Ongoing Hostilities and Force Deployment
Military operations continue across the region. Israeli forces announced strikes against Iran’s primary missile and naval mine manufacturing complex in Yazd. Kuwait confirmed drone attacks targeting two port facilities. Saudi Arabian defenses intercepted unmanned aircraft in eastern territories.
The Pentagon is evaluating plans to deploy as many as 10,000 additional ground forces to the theater, potentially drawing from the 82nd Airborne Division and Marine Expeditionary Units.
The Trump administration is simultaneously pursuing arrangements for weekend discussions in Pakistan, where Vice President JD Vance and other senior officials may explore pathways toward de-escalation.

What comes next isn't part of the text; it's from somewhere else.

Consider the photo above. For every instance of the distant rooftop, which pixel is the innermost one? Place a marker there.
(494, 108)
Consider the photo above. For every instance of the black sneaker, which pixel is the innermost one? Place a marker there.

Iranian officials announced rejection of a comprehensive 15-point American peace framework while presenting alternative conditions. Tehran’s counter-proposal includes formal acknowledgment of Iranian authority over the Strait of Hormuz.
Economic Ripple Effects and Financial Markets
The oil spike is amplifying broader economic anxieties. Government bond yields have climbed as market participants anticipate that elevated energy costs may compel monetary authorities to tighten policy.
The U.S. 10-year Treasury yield reached its highest point since July. German and French yields similarly advanced.
Multiple nations have implemented measures to cushion consumer impact. India reduced levies on diesel and gasoline. Vietnam suspended fuel taxes through mid-April. New Zealand authorities documented evidence of panic buying at fuel stations.
Macquarie analysts estimate a 40% probability that hostilities extend into June. Under this scenario, their models project crude prices could reach $200 per barrel.
Two container vessels operated by China’s Cosco Shipping made attempts to transit the Strait of Hormuz on Friday before reversing course in Iranian waters.